当前位置:网站首页>Do you really understand the cache penetration, cache breakdown and cache avalanche in rotten street?
Do you really understand the cache penetration, cache breakdown and cache avalanche in rotten street?
2022-06-23 21:14:00 【Su San Shuo Technology】
Preface
For students engaged in back-end development , cache Has become one of the indispensable technologies in the project .
you 're right , Caching can significantly improve the performance of our system . But if you don't use it well , Or lack of relevant experience , It will also bring many unexpected problems .
Today, let's talk about if caching is introduced into the project , The following three major problems that may bring us . Let's see if you've got it ?
1. Cache penetration problem
In most cases , The purpose of caching is : In order to reduce the pressure of database , Improve the performance of the system .
1.1 How do we use cache ?
In general , If a user requests to come , Check the cache first , If there is data in the cache , Then return directly . If it doesn't exist in the cache , Then check the database again , If there is , Then put the data into the cache , Then return . If it doesn't exist in the database , Then directly return to failure .
The flow chart is as follows :
The picture above must be familiar to the boys , Most caches are used like this .
1.2 What is cache penetration ?
But if the following two special situations occur , such as :
- user-requested id Does not exist in cache .
- Malicious users forge nonexistent id Initiate request .
The result of such a user request is : Every time I can't find data from the cache , You need to query the database , At the same time, the data is not found in the database , I can't put it in the cache . in other words , Every time this user requests to come , You have to query the database once .
The red arrow in the figure indicates the route taken each time .
Obviously , Caching doesn't work at all , It's like being through The same , Every time I visit the database .
That's what we're talking about : Cache penetration problem .
If the cache is penetrated at this time , The number of requests for direct database is very large , The database may hang up because it can't bear the pressure . Purring .
So here comes the question , How to solve this problem ?
1.3 Calibration parameters
We can treat users id Make a test .
For example, you are legal id yes 15xxxxxx, With 15 At the beginning . If the user passed in 16 At the beginning id, such as :16232323, Parameter verification fails , Directly intercept relevant requests . This can filter out some malicious forged users id.
1.4 The bloon filter
If there is less data , We can put the data in the database , One that's all in memory map in .
This can be very fast to identify , Whether the data exists in the cache . If there is , Then let it access the cache . If it doesn't exist , Then reject the request directly .
But if there's too much data , Tens of millions or hundreds of millions of data , Put it all in memory , Obviously, it will take up too much memory space .
that , Is there any way to reduce memory space ?
answer : That's what you need to use The bloon filter 了 .
The bottom layer of Bloom filter is used bit Arrays store data , The default value of the elements in this array is 0.
When the bloom filter is first initialized , All existing in the database key, After a series of hash Algorithm ( such as : Three times hash Algorithm ) Calculation , Every key Will calculate multiple positions , Then set the element values at these locations to 1.
after , A user key When you ask to come , Then use the same hash Algorithm calculation position .
- If the element values in multiple locations are 1, That means key Already exists in the database . At this time, it is allowed to continue to operate backward .
- If there is 1 The element values at more than locations are 0, That means key Does not exist in the database . The request can then be rejected , And return directly .
Using Bloom filters does solve the cache penetration problem , But it also brings two problems :
- There are misjudgments .
- There is a data update problem .
Let's see why there are misjudgments ?
As I said above , When data is initialized , For each key Through many times hash Algorithm , Calculate some positions , Then set the element values at these locations to 1.
But we all know hash The algorithm will appear hash Conflicting , That is to say, different key, It's possible to calculate the same position .
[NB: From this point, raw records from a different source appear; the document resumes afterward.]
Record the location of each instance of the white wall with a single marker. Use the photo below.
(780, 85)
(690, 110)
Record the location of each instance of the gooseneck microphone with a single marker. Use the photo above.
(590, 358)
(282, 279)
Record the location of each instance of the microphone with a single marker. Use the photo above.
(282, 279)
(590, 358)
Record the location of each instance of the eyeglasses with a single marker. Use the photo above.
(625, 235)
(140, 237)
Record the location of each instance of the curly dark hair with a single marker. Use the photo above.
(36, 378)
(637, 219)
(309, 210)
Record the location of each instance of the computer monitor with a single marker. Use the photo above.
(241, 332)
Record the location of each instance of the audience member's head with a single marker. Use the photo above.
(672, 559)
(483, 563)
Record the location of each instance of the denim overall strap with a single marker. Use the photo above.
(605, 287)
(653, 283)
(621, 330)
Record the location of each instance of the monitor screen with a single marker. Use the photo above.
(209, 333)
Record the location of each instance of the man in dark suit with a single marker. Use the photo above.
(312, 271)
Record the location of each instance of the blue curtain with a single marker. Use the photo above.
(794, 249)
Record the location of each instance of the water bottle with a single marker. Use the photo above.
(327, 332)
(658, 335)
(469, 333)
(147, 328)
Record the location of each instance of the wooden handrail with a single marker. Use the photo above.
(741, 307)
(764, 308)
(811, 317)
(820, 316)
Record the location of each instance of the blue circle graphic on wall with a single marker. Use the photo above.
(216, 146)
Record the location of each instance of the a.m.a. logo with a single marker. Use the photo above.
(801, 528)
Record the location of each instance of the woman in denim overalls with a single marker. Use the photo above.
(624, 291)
The subscript in the figure above is 2 Your position appears hash Conflict ,key1 and key2 Calculated the same position .
If there are tens of millions or hundreds of millions of data , In the bloom filter hash The conflict will be very obvious .
If a user key, After many times hash Calculated position , Its element value , It happens to be by others key Initialization is 1. here , There was a miscarriage of justice , Originally this key It doesn't exist in the database , But the bloom filter is confirmed to exist .
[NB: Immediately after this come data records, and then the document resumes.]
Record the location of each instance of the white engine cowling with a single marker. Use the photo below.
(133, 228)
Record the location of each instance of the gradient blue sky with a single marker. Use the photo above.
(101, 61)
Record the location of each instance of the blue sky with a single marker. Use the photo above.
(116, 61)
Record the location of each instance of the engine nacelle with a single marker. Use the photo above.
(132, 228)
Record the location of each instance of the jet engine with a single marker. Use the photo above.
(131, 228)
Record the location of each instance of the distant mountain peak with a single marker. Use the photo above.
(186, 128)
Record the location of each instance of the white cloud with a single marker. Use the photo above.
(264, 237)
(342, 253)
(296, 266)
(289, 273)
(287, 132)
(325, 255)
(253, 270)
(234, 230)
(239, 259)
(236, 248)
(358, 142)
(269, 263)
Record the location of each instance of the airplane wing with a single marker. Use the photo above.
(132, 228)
If the bloom filter determines a certain key There is , There may be a miscarriage of justice . If you judge a key non-existent , Then it must not exist in the database .
Usually , The misjudgment rate of Bloom filter is still relatively small . Even if there are a few misjudged requests , Direct access to the database , But if the number of visits is not large , It has little impact on the database .
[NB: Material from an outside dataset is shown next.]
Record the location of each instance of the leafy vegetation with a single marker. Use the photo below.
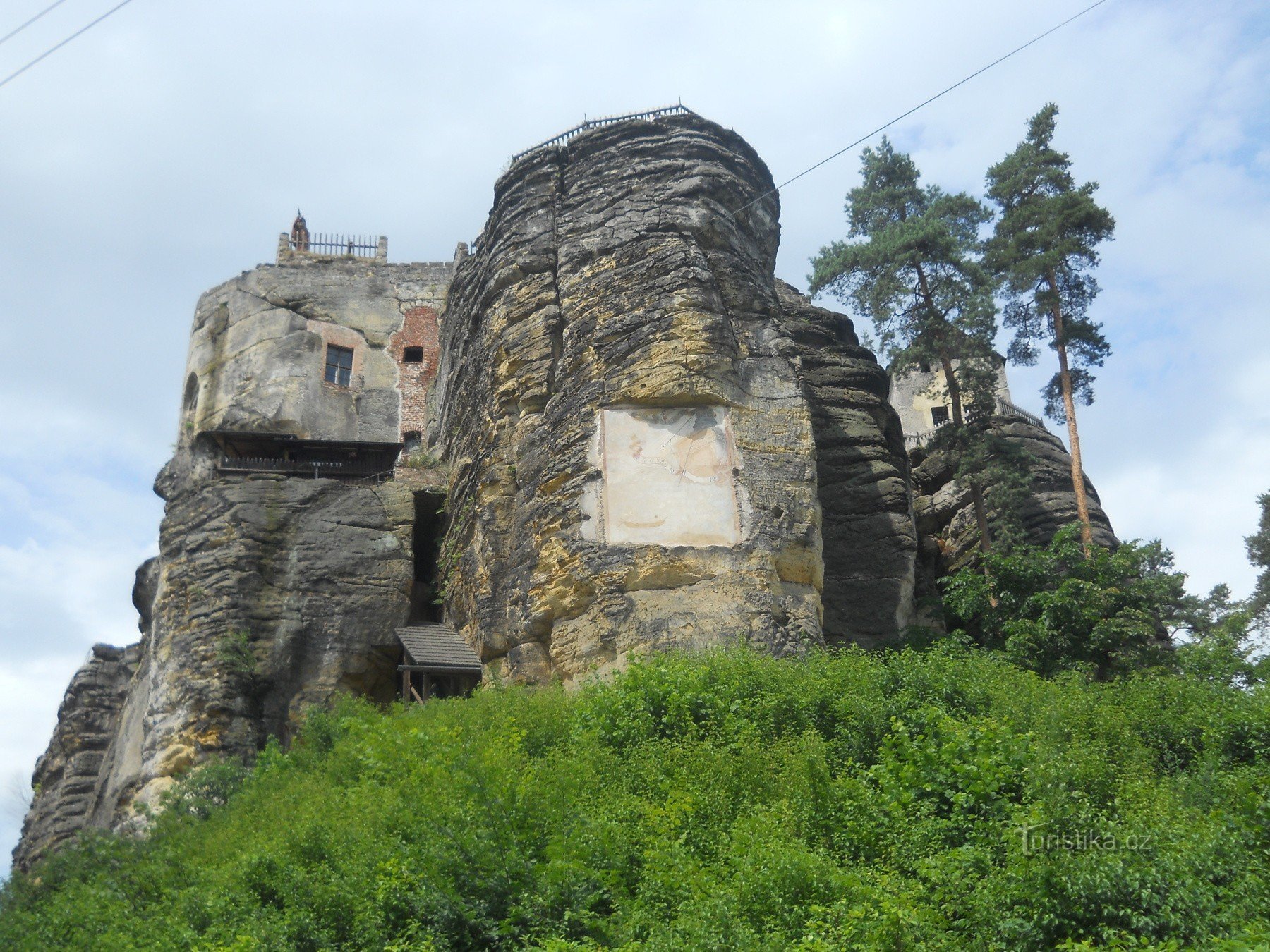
(889, 800)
Besides , If you want to reduce the misjudgment rate , You can add hash function , Used in the figure 3 Time hash, Can be added to 5 Time .
Actually , The most fatal problem with the bloom filter is : If the data in the database is updated , The bloom filter needs to be updated synchronously . But it is two data sources with the database , There may be data inconsistencies .
such as : A new user has been added to the database , The user data needs to be synchronized to bloom filter in real time . But due to network anomalies , Synchronization failed .
At this time, the user's request came , Because the bloom filter does not have this key The data of , So the request was rejected directly . But this is a normal user , Also by Intercept 了 .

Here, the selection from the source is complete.